The history is solid and the story is good, but what really elevates this for me is Gaines' descriptions of some of Bach's work. It's very difficult to write about music, which makes it surprising that so many people try to. Gaines really nails it; he makes you desperate to hear the pieces he's raving about (I spent several hours on the couch reading this book and listening to each piece as he got to it), and once you hear them, crucially, you think, "Yes: he's totally right about that, whatever, catabasis there." (Except in the case of his defense of the Ricercar. A for effort, bud.)

For what it's worth, the best writing about music I've ever seen is the treatment of the Trout Sonata in Vikram Seth's An Equal Music. I'm sure you were wondering. I don't remember anything about that book except that now I'm a huge fan of the Trout. (Incidentally, one of the many times I fell in love with my wife was while watching her play that piece.)

The essential question in Gaines' book is the difference between music as mathematics and music as free expression, and that's one that's fascinated me ever since Music Comp II when we learned all sorts of arcane rules for how to modulate between keys. It was extremely scientific; that might sound awful, but it's not...necessarily. In my hands it was pretty awful. Bach, on the other hand, was obsessively mindful of all this, but you don't notice it at all. Some think these rules - the dissonance in a tritone, the consonance in a fifth - are the secrets to the universe, no different than Einstein's E=MC2. That's bullshit, but it's really interesting bullshit, isn't it?
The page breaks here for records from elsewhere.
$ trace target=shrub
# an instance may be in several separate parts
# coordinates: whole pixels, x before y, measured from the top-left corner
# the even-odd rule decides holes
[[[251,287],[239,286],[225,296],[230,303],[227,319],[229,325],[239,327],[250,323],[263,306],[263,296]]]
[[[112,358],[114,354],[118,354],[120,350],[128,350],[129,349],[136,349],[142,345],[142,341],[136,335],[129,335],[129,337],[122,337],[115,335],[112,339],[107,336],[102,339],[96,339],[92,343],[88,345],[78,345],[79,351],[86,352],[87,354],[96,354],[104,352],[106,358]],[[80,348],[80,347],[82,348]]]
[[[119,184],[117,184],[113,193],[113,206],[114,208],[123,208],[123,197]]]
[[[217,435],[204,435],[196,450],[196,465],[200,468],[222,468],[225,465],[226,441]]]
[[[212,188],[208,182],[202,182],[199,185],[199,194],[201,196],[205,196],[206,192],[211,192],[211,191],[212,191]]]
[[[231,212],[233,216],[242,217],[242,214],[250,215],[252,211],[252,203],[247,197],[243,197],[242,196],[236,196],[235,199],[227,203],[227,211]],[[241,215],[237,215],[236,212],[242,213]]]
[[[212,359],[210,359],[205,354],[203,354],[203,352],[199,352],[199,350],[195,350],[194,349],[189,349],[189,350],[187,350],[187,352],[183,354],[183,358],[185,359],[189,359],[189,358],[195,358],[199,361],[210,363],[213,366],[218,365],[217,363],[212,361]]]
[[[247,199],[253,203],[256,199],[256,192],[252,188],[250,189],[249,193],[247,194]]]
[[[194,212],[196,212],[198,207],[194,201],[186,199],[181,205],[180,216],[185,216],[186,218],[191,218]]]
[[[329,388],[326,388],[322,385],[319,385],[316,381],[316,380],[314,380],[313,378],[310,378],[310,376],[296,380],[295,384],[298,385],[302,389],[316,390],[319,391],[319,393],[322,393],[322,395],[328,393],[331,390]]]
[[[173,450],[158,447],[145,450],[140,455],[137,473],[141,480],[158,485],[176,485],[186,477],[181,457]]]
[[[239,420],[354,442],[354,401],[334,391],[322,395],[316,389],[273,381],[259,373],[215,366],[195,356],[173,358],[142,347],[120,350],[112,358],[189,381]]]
Added and weird bonus: this book also started one of my very rare and much-wished-for literary conversations on the T, from a New England Conservatory student of indeterminate gender. The bad news is that it reminded me: the sort of person who comes rushing over to talk about your history book with you is also the sort of person who insists on pronouncing "Bach" all pretentious-like. Just say it Bock, dude(tte?). You sound like the kind of douche who pretends to like the Ricercar.